- US Dollar continues trading weak but cleared some losses and jumped to 105.80.
- The United States President Joe Biden sounded aggressive against the Hamas terrorists.
- Raphael Bostic from Atlanta’s Fed delivered some dovish words. Eyes on inflation figures from September and FOMC minutes
The US Dollar (USD) measured by the US Dollar DXY Index cleared some losses during the American session thanks to a sour market mood driven by the escalation of the conflict between Israel and the Hamas terrorist group. However, Raphael Bostic from the Atlant’s Federal Reserve stated that the bank doesn’t need to raise rates any further and its dovish words applied additional pressure on the Greenback.
In the meantime, the United States economy still shows signs of not cooling down as September’s Nonfarm Payrolls (NFP) showed that job creation accelerated while unemployment rose and wage inflation declined. In addition, Manufacturing PMIs came in better than expected and contributed to investors placing hawkish bets on the Federal Reserve (Fed), which took the DXY index to multi-month highs above 107.00. Focus now shifts to Thursday’s Consumer Price Index (CPI) figure from the US from September. On Wednesday, investors will keep an eye on the Federal Open Market Committee (FOMC) minutes from the September meeting to look for further clues regarding forward guidance.
Daily Digest Market Movers: US Dollar consolidates last week’s rally as dovish Fed officials make the US Dollar lose interest, eyes on Israel
- The US Dollar DXY index continues consolidating and slightly recovered to 105.80, tallying more than 1% losses in October after peaking at 107.35.

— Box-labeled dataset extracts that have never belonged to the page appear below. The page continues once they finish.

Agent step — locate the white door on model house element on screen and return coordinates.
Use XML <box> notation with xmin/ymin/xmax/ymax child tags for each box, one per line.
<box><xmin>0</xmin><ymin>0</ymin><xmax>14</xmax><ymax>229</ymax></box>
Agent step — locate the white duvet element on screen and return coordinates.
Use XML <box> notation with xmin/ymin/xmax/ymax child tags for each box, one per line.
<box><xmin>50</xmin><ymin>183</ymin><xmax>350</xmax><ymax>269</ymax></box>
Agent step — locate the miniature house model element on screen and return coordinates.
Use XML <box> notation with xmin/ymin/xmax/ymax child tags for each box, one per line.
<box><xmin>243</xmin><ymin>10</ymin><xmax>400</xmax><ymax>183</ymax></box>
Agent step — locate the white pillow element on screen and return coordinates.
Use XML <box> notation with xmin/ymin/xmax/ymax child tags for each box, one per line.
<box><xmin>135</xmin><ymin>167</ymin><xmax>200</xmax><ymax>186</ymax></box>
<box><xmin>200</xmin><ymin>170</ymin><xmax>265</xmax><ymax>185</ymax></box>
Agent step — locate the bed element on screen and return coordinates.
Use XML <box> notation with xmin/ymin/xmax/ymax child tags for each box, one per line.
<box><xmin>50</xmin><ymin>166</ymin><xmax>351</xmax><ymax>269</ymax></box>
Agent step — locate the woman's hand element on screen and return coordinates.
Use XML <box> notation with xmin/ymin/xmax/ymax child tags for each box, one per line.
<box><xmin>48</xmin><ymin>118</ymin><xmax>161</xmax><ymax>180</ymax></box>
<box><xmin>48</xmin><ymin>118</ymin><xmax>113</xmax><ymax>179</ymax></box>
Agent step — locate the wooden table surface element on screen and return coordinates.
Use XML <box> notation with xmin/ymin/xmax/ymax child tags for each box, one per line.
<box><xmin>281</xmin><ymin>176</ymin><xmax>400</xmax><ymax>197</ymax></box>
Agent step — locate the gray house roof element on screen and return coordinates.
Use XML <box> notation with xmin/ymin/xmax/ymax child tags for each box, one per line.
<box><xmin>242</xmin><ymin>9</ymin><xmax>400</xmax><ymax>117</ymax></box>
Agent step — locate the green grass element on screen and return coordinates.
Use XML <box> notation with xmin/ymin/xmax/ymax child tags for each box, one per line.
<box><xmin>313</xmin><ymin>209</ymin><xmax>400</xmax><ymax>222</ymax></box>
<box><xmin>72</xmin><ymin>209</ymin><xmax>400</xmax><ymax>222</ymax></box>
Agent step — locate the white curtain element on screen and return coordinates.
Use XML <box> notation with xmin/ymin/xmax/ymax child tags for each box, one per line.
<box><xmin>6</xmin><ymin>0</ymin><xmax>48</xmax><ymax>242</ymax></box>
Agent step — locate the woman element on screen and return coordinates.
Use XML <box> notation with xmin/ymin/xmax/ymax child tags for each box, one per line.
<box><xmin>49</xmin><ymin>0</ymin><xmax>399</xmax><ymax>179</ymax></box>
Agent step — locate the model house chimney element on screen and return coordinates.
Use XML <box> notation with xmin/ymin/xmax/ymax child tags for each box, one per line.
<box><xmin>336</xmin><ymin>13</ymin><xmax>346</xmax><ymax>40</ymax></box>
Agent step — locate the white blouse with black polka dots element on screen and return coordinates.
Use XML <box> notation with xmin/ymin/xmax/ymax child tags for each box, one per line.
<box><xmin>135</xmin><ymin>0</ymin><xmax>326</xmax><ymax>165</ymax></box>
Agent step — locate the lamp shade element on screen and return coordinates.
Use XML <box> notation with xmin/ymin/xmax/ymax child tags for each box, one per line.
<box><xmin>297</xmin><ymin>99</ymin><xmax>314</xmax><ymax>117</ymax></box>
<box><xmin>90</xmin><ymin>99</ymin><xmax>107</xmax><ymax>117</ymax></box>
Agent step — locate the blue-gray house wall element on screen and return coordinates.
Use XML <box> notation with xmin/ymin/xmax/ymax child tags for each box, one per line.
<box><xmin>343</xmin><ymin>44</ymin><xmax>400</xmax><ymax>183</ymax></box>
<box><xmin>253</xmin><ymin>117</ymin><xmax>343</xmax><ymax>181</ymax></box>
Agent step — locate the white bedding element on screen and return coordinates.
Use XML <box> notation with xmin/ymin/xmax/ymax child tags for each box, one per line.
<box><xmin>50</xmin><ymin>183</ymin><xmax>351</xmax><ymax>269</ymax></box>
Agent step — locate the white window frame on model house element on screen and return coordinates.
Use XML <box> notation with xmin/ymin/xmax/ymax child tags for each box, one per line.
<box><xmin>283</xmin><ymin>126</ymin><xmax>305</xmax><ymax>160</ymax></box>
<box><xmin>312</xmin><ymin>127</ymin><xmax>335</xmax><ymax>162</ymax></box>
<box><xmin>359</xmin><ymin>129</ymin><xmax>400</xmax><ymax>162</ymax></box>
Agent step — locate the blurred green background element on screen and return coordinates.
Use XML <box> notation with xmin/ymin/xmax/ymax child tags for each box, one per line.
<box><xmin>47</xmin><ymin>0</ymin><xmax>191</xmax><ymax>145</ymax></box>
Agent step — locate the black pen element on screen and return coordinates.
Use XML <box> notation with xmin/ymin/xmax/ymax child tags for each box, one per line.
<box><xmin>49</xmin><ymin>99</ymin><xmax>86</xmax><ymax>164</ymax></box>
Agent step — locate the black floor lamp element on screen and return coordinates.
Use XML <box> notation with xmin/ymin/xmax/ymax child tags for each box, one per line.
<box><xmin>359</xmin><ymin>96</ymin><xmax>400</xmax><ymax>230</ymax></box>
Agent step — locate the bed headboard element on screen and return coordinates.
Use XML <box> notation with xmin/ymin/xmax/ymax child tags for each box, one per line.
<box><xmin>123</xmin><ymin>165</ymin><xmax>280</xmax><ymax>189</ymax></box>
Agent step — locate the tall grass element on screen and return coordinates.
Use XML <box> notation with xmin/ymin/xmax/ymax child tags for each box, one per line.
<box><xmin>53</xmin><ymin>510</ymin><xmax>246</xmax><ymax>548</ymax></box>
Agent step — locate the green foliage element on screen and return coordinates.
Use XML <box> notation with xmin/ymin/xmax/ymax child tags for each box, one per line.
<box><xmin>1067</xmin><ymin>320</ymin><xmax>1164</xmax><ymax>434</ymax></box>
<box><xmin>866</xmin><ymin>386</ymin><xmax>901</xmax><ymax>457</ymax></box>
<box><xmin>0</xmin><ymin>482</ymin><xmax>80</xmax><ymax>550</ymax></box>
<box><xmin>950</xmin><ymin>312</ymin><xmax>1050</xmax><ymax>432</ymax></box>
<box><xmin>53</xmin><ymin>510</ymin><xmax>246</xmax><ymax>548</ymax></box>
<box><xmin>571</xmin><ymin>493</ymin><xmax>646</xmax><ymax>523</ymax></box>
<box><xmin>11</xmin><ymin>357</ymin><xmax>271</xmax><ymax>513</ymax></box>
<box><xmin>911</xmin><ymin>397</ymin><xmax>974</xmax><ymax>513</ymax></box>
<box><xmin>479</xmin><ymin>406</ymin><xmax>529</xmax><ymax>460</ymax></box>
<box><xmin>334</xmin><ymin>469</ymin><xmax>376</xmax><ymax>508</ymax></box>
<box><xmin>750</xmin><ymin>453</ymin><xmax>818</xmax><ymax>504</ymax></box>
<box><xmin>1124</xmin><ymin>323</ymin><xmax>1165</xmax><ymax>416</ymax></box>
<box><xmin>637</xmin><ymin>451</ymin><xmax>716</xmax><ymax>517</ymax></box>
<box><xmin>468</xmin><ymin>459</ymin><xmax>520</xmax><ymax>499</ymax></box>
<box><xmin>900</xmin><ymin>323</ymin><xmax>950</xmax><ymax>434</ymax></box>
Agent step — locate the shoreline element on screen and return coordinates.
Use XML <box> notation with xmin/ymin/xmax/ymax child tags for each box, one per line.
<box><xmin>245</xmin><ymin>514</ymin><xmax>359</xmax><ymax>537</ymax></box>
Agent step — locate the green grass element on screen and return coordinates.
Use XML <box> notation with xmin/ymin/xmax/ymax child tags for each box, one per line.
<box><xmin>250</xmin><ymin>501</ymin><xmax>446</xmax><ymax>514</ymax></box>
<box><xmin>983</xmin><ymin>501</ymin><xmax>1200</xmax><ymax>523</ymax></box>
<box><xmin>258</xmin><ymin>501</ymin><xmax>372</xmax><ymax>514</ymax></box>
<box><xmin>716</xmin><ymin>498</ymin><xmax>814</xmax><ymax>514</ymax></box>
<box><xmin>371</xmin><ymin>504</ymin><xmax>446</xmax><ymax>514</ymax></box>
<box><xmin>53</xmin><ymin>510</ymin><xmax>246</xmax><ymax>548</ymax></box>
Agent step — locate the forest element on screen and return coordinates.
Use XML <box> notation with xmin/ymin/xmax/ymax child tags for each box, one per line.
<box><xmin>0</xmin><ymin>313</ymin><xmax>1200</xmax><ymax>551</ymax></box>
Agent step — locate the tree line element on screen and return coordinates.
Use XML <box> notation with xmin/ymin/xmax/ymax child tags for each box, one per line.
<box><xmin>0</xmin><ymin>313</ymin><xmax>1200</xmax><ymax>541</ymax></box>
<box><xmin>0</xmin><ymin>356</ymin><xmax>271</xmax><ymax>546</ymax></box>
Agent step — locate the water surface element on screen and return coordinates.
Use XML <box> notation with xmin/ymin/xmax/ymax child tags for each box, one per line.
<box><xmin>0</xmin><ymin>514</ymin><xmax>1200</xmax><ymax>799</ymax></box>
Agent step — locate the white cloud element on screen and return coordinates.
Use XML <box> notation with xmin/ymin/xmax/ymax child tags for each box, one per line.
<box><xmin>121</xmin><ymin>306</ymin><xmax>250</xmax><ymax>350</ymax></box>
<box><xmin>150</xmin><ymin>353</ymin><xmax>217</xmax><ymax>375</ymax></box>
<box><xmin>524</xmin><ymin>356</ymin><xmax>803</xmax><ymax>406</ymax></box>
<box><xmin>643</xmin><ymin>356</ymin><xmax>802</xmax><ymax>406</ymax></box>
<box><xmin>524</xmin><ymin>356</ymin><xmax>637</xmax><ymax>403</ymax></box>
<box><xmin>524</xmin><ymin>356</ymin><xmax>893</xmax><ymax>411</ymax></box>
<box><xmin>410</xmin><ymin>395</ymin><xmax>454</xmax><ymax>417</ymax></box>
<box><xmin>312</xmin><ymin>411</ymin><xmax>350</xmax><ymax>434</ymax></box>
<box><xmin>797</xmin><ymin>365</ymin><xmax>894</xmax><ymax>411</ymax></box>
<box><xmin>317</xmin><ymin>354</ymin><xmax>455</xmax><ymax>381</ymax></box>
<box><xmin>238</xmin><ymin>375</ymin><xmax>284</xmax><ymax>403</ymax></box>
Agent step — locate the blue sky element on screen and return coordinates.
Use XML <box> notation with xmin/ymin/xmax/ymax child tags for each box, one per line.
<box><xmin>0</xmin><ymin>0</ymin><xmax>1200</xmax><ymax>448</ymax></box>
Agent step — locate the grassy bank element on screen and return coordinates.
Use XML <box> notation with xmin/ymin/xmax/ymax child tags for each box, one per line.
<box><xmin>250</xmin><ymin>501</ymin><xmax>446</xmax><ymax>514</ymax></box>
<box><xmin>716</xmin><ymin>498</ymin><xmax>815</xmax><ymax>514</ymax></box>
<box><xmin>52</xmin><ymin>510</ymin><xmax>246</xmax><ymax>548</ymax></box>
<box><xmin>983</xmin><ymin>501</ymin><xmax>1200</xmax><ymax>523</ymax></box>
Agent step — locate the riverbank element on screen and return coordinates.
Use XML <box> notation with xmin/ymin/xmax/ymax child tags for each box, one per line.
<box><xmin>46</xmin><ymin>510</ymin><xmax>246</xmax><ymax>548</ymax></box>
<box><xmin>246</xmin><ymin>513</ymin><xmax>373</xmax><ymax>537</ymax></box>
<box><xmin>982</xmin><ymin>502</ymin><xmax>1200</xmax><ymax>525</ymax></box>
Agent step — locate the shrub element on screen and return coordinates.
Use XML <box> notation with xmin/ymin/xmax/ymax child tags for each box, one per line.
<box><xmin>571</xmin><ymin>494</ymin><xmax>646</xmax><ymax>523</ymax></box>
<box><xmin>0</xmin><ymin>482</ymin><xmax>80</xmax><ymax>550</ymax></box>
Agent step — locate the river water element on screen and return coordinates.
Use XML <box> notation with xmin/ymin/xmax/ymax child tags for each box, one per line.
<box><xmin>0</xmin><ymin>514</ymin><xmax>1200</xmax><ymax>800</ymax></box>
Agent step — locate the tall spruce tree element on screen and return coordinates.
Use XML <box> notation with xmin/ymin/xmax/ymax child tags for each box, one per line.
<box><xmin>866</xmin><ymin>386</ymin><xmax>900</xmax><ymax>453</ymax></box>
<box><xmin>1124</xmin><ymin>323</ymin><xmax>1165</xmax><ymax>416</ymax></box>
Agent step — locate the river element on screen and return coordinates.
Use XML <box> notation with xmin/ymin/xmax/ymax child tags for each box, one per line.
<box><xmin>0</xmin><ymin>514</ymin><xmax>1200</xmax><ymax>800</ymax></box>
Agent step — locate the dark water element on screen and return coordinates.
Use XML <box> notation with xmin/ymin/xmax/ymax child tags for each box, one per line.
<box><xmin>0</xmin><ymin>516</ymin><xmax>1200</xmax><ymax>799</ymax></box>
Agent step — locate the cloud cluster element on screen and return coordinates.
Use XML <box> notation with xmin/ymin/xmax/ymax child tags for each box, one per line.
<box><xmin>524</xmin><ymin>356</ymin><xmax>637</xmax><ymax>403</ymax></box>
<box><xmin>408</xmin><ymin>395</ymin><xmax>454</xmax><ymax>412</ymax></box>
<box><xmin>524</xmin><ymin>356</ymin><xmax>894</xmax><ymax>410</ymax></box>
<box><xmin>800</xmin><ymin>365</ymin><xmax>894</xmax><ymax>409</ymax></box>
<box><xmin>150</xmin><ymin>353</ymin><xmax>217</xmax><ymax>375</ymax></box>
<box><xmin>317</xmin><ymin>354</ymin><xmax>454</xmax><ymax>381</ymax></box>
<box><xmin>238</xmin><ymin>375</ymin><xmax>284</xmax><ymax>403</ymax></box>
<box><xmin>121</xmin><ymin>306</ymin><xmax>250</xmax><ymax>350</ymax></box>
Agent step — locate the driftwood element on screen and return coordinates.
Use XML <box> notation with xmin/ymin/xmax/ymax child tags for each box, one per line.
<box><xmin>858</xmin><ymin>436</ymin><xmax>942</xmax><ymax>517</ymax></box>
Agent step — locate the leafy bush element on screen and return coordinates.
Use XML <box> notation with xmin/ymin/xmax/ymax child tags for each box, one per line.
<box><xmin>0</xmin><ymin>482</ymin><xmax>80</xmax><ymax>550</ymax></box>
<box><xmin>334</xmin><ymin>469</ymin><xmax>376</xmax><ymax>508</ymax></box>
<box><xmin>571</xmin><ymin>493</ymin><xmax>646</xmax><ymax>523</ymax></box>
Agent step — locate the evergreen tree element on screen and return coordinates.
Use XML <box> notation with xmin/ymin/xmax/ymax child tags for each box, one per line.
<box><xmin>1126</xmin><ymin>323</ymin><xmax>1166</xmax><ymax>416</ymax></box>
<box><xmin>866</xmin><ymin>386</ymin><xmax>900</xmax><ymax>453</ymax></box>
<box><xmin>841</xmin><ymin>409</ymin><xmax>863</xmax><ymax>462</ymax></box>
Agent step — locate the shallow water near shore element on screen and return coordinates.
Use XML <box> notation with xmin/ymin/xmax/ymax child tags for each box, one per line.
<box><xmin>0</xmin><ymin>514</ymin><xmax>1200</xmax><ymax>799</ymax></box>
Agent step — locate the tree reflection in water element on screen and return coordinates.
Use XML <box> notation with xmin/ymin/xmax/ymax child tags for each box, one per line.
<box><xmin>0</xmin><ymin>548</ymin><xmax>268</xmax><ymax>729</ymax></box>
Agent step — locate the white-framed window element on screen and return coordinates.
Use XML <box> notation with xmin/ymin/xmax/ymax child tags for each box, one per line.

- The Greenback’s losses may be limited by the escalating conflict between Israel and the Hamas terrorist group as it could benefit from risk-off flows.
- In addition, the Hezbollah group was seen declaring targeting Israeli tanks despite the US warning to stay out.
- Some officials sounded dovish regarding the next Federal Reserve (Fed) decisions and added pressure on the USD.
- On Monday, Lorie Logan from the Fed stated that higher bond yields and restrictive financial conditions would mean “less need” for the central bank to continue hiking.
- Earlier in the session, Raphael Bostic noted that the Fed does not need to keep hiking, while Christopher Waller and Neel Kashkari didn’t deliver any relevant highlights.
- The minutes from September’s meeting of the Federal Open Market Committee (FOMC) are due on Wednesday, and the Consumer Price Index (CPI) figures from the same month are due on Thursday.
Technical analysis: US Dollar Index sees red and falls below the 20-day SMA
The US Dollar Index DXY sees a neutral-to-bearish technical outlook for the short term. The Relative Strength Index (RSI) displays a negative slope near the 50 middle-point while the Moving Average Convergence Divergence (MACD) stands in negative territory, indicating that the bears hold the upper hand in the short term.
That said, the index is comfortably above the 100 and 200-day Simple Moving Averages (SMA), indicating that the bulls command the broader scale. If they fail to defend the 20-day average at 105.90, more downside may be on the horizon, with support lining up at 105.50, 105.30 and 105.00.
Risk sentiment FAQs
In the world of financial jargon the two widely used terms “risk-on” and “risk off” refer to the level of risk that investors are willing to stomach during the period referenced. In a “risk-on” market, investors are optimistic about the future and more willing to buy risky assets. In a “risk-off” market investors start to ‘play it safe’ because they are worried about the future, and therefore buy less risky assets that are more certain of bringing a return, even if it is relatively modest.
Typically, during periods of “risk-on”, stock markets will rise, most commodities – except Gold – will also gain in value, since they benefit from a positive growth outlook. The currencies of nations that are heavy commodity exporters strengthen because of increased demand, and Cryptocurrencies rise. In a “risk-off” market, Bonds go up – especially major government Bonds – Gold shines, and safe-haven currencies such as the Japanese Yen, Swiss Franc and US Dollar all benefit.
The Australian Dollar (AUD), the Canadian Dollar (CAD), the New Zealand Dollar (NZD) and minor FX like the Ruble (RUB) and the South African Rand (ZAR), all tend to rise in markets that are “risk-on”. This is because the economies of these currencies are heavily reliant on commodity exports for growth, and commodities tend to rise in price during risk-on periods. This is because investors foresee greater demand for raw materials in the future due to heightened economic activity.
The major currencies that tend to rise during periods of “risk-off” are the US Dollar (USD), the Japanese Yen (JPY) and the Swiss Franc (CHF). The US Dollar, because it is the world’s reserve currency, and because in times of crisis investors buy US government debt, which is seen as safe because the largest economy in the world is unlikely to default. The Yen, from increased demand for Japanese government bonds, because a high proportion are held by domestic investors who are unlikely to dump them – even in a crisis. The Swiss Franc, because strict Swiss banking laws offer investors enhanced capital protection.